While others were wowed, the attacker played down his spectacular 30-yard goal and was more concerned with the three points it earned the Easter Road side as they brought to a halt their run of Championship games without a victory.
“It was a fluke. You will probably never see me do anything like that again,” he said. “Everyone was just coming in and piling on top of me. I was just blank. I couldn’t believe what had happened but the victory was the most important thing.
“I was actually told that I should have been up the pitch so I wasn’t supposed to be in that area but I thought I would just float about there and see what happened. I was thinking ‘should I go forward a bit?’ Then obviously the ball came out and I just leathered it as hard as I could, to be honest with you.
“I haven’t seen it back yet but I am looking forward to seeing it a few times, although, hopefully, I can do an even better one than that at some time in my life. I just can’t see it!
“Coming on I knew the win was the most important thing because it was one of our games in hand and it was a special moment to get a goal like that, especially as it was the winning goal.”
Hibs’ recent dip in form, which added up to just one triumph in eight in all contests before Boyle intervened to give them the win in Tuesday night’s meeting with Livingston, had quashed their hopes of challenging for the title and allowed Falkirk to steal a march on them and take up residency in second place. But having made the most of his 78th-minute chance, Boyle said the most important thing about his strike was the part it played in closing the gap on Peter Houston’s men, who are now just three points ahead of Hibs, who have two games in hand.
“We all worked hard. It’s not ideal when teams come here and sit in and make it difficult for us, but we are delighted to come away with the three points.”
Livingston are a team fighting for survival, vying with Dumbarton to escape the relegation play-off, and their well-drilled, organised and stubborn showing in Leith frustrated their opponents and rattled the home support, who were not shy in letting their feelings known.
“They are fighting for their lives and were throwing bodies in front of things and thankfully we came through that,” said Boyle. “It is very difficult [when teams set up to stifle] but we usually have a lot of chances and we just haven’t been as ruthless as we know we can be in the last few weeks, but, hopefully, this is the start of a wee run, like we had earlier in the season. We want to kick on from here. We are getting boys back now and we can reshuffle the squad and still have a strong team.”
Prior to the recent blip, Stubbs’ men had strung together a sequence of results, including just one defeat in 28 outings, but lack of sharpness in front of goal and a few more defensive lapses have been troublesome.
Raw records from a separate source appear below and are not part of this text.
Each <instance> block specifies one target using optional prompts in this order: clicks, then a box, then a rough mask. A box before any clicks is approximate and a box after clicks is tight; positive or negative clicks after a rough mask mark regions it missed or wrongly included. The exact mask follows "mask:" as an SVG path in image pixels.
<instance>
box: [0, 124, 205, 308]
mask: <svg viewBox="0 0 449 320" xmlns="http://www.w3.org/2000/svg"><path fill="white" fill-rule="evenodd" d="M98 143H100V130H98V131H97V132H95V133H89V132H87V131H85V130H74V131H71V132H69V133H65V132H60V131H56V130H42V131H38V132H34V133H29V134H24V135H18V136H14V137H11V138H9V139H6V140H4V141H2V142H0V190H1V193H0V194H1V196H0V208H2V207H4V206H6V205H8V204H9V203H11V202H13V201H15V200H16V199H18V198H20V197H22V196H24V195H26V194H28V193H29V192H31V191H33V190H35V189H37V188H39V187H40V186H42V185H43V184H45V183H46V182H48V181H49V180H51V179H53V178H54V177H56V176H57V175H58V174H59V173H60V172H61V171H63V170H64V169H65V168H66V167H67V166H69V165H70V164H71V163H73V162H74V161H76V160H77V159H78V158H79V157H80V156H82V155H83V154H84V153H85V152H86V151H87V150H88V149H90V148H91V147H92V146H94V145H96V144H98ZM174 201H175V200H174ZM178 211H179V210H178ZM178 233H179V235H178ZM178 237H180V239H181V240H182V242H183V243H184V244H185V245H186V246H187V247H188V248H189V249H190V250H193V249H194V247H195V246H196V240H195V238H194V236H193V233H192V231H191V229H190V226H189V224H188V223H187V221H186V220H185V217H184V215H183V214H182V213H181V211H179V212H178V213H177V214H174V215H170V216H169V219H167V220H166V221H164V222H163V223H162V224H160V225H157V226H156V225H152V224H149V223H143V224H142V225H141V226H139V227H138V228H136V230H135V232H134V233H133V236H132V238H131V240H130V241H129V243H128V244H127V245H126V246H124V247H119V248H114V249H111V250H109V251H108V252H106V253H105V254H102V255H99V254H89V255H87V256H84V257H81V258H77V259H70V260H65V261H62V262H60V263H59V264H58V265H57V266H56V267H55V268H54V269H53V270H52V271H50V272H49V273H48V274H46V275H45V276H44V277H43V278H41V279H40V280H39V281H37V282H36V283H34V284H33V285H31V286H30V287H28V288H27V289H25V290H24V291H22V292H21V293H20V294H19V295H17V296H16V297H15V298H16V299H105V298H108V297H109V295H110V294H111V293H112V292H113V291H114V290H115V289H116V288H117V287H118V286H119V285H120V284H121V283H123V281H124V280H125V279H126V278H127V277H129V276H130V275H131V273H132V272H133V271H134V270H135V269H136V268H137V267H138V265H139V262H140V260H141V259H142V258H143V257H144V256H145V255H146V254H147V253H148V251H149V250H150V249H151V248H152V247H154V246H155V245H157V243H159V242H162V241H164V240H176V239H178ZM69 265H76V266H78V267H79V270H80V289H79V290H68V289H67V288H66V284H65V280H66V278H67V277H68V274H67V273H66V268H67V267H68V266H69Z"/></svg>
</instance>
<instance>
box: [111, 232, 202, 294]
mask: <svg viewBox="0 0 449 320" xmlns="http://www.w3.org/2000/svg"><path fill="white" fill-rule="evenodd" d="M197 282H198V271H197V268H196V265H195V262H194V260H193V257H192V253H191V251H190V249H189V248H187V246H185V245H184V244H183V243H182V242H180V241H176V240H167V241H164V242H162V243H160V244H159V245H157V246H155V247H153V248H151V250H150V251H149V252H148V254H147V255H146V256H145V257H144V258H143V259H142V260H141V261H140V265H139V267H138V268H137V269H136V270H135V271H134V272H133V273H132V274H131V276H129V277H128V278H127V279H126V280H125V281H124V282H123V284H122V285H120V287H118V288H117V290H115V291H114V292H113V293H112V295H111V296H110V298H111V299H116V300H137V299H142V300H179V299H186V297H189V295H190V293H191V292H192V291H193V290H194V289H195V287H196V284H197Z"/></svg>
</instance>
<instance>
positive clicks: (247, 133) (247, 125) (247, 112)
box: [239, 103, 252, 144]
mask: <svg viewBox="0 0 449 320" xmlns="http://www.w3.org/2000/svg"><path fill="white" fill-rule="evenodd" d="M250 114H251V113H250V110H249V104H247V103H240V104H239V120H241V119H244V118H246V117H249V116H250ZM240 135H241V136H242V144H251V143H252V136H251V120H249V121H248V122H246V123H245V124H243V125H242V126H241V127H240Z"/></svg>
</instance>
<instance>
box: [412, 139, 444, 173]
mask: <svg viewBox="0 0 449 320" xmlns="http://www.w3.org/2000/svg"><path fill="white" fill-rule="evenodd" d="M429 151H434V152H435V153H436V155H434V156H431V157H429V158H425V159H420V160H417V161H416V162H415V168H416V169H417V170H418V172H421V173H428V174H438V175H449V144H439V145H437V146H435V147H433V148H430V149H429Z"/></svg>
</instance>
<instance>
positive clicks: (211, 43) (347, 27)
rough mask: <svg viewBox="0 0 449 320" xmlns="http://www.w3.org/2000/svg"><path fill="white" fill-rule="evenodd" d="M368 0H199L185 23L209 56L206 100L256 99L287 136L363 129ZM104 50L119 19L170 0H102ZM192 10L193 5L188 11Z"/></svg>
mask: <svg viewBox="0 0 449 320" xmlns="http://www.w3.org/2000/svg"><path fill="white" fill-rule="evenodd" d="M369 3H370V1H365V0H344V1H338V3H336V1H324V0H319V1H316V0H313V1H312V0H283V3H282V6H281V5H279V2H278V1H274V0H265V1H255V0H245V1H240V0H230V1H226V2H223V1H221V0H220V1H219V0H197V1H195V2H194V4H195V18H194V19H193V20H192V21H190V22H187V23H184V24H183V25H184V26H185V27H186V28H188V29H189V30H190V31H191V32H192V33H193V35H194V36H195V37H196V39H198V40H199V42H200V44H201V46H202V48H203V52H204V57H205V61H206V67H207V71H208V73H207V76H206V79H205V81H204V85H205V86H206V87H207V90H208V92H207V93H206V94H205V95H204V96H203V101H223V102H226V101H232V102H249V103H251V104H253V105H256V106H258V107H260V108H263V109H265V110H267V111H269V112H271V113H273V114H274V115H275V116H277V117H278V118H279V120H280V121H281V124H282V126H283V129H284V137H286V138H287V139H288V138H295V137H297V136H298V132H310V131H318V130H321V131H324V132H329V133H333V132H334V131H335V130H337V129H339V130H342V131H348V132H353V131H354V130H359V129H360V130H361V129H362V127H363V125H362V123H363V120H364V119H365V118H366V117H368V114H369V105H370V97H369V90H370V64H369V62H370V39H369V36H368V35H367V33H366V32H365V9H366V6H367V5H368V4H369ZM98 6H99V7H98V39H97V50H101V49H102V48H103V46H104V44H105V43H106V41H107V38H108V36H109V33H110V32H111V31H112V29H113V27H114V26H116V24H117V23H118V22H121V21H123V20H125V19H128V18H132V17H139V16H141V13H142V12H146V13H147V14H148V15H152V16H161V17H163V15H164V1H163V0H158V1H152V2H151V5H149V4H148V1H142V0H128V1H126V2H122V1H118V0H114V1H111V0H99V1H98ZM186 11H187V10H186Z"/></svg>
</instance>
“We know we have been leaking goals and it hasn’t been ideal but we have missed chances as well and we haven’t been as ruthless. We know all that but, hopefully, we can take a lot from this game and look ahead to Alloa. We just needed to keep going.”
If they do that, the Hibs fans will get back on board. “A lot of crowds get like that and the players just need to keep their concentration and keep going and grind it out, which is what we did. That’s all we can do,” added Boyle.